7. A system according to claim 1, where the scan is an ultrasound scan.
8. A system according to claim 1, incorporated in an in vitro diagnostic testing device.
9. A system according to claim 1, incorporated in a medical scanner.
10. A system according to claim 9, and further incorporating an in vitro diagnostic testing device.
Description

The invention is concerned with systems for performing diagnoses or risk assessment of patients using a range of clinical test results.

Medical imaging techniques are an invaluable tool in the diagnosis and risk assessment of patients. Some modalities such as Positron Emission Tomography (PET) or Single Photon Emission Computed Tomography (SPECT) provide useful information concerning metabolic function of the patient whereas others such as Magnetic Resonance Imaging (MRI) and Computerised Tomography (CT) provide information about anatomical structure.

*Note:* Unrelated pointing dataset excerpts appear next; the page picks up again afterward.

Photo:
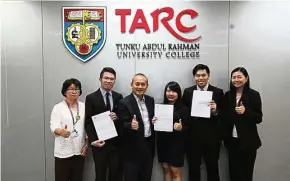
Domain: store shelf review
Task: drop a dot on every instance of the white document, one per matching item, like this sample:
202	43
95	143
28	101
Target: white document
200	103
104	126
164	114
235	133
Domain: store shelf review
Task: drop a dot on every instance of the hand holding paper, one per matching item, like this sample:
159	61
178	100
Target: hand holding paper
164	113
200	104
178	126
104	126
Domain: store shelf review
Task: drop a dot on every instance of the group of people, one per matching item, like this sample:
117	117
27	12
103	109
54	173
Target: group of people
129	156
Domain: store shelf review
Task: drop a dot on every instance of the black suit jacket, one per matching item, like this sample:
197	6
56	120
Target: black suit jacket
133	140
95	105
204	130
246	124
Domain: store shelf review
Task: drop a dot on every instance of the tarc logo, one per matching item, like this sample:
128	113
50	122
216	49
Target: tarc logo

With all of these techniques, a sustantial amount of complementary information is available from in-vitro tests such as blood or other body fluid analysis. Such information could alter the presentation of or assist in the interpretation of medical imaging results and in the planning of therapeutic regimes.

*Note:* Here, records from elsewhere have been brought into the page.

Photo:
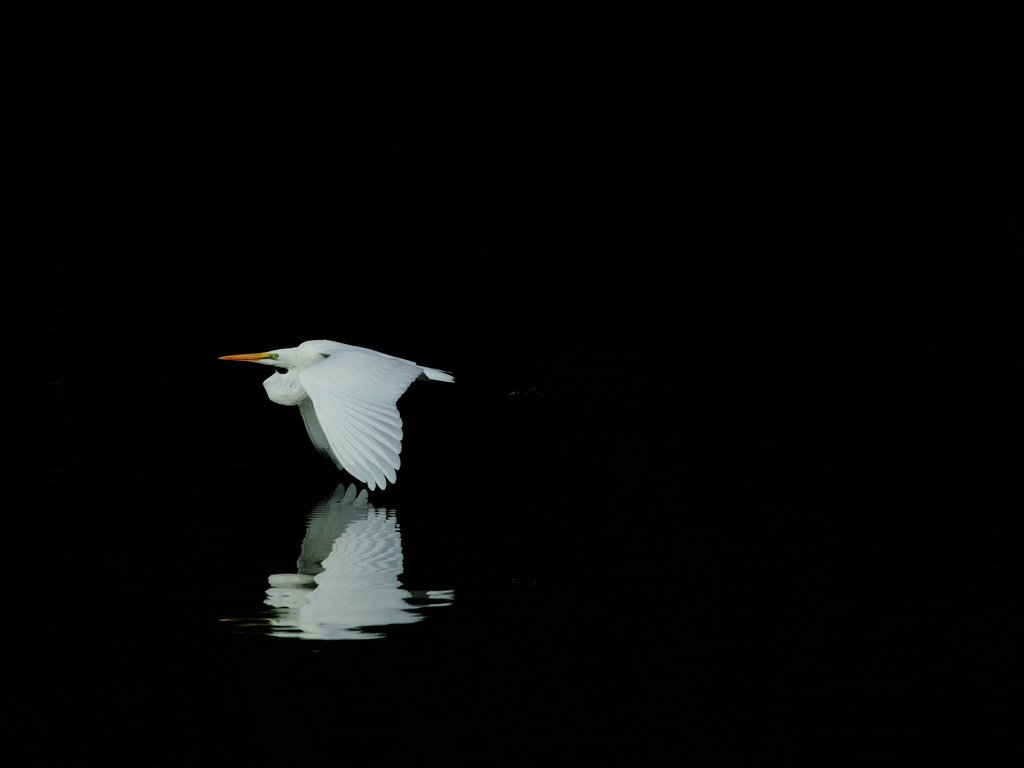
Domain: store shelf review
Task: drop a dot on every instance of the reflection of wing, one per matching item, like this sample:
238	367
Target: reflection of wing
329	520
354	392
348	573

However, despite the availability of this supplementary information, interpretation of medical images is usually performed principally on the basis of the image content and, to a lesser extent, the incorporation of additional information passed on by the referring physician. It is uncommon for the results of additional tests to be available at the imaging centre despite the fact that, for certain types of diagnostic indications, such information may be critical.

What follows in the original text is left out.